7. Whether that sound outside was a car, a motorcyle, an airplane, a helicopter – or a monster.

Sunday Morning

The girls and I enjoyed a leisurely wander around downtown Northfield this morning. The weather was perfectly warm and sunny, so we were able to comfortably walk from the coffeeshop south along the river to the lovely new spot where the ducks and geese congregate, waiting for bread crumbs. After jumping off each and every stone there, we headed north on the riverwalk, crossing the river on the pedestrian and 2nd Street bridge, which proved to be excellent spots for throwing rocks and sticks into the river – attracting quite a few ducks who were instantly annoyed that the sticks weren’t edible. The girls ran, walked, skipped, hopped, danced, and even curtseyed (Julia being one of the few people in the world who can curtsey and still move forward); I mostly just walked very slowly and prevented anyone from falling down or in.

Having been walking for an hour or more by then, we stopped at a little white riverside gazebo, where we rested and enjoyed a game of Simon Says, which was amusing mostly because Vivi doesn’t yet understand that when you’re the leader, you’re supposed to try to trick the others into doing something that Simon didn’t say.

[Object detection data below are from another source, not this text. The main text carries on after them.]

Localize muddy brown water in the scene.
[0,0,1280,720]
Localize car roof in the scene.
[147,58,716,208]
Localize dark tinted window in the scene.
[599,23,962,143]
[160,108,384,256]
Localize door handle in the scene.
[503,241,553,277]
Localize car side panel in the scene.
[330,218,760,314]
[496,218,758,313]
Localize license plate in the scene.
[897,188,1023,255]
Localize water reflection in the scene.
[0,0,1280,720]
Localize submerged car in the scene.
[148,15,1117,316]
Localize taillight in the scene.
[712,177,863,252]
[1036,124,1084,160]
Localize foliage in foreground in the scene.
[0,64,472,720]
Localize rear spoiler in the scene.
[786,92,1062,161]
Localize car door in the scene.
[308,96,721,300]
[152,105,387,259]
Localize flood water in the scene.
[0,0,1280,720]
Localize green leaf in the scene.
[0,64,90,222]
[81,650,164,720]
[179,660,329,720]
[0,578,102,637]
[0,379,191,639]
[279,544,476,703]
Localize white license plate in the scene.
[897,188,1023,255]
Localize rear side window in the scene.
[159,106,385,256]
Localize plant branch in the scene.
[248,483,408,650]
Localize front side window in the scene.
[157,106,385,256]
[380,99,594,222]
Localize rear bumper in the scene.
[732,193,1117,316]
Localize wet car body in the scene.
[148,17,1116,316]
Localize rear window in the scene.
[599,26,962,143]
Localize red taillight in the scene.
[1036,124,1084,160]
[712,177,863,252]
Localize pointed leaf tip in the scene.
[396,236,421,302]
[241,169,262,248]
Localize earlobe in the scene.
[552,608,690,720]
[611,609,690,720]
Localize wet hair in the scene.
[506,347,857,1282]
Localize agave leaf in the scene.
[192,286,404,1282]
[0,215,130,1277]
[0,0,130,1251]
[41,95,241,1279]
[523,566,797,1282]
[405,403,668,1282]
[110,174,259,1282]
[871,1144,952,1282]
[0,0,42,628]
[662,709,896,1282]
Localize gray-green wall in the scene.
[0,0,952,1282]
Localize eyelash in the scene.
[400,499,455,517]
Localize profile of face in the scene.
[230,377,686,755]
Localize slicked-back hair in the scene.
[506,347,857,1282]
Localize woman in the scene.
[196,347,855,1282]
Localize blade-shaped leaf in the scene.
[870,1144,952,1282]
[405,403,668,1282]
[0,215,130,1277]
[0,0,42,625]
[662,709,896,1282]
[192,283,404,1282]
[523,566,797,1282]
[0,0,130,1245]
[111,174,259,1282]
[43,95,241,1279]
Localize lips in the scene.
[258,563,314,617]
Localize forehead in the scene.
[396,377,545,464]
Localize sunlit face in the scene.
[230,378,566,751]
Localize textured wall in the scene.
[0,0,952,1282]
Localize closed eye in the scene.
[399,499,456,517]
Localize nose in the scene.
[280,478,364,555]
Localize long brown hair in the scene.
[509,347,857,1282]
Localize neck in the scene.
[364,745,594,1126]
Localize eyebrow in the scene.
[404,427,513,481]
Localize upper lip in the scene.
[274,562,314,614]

She’s just too goodhearted to have figured out ways to make everyone else foul up.

Amidst all this low-key activity, it was interesting to watch downtown wake up. When we started, around nine, only the coffeeshop had anyone in it, and not even many people at that. As we walked, a few more people meandered by – a few runners and walkers, a few couples out for coffee – but things only livened up to the normal downtown hubub around eleven, as peopled streamed out of the downtown hotel and streamed into the couple restaurants offering brunch. And shortly after that, the sidewalk out front of the coffeeshop filled up with cyclists finishing their morning rides. It says something about Northfield that our resident biker gang wears spandex and rides $4,000 bicycles.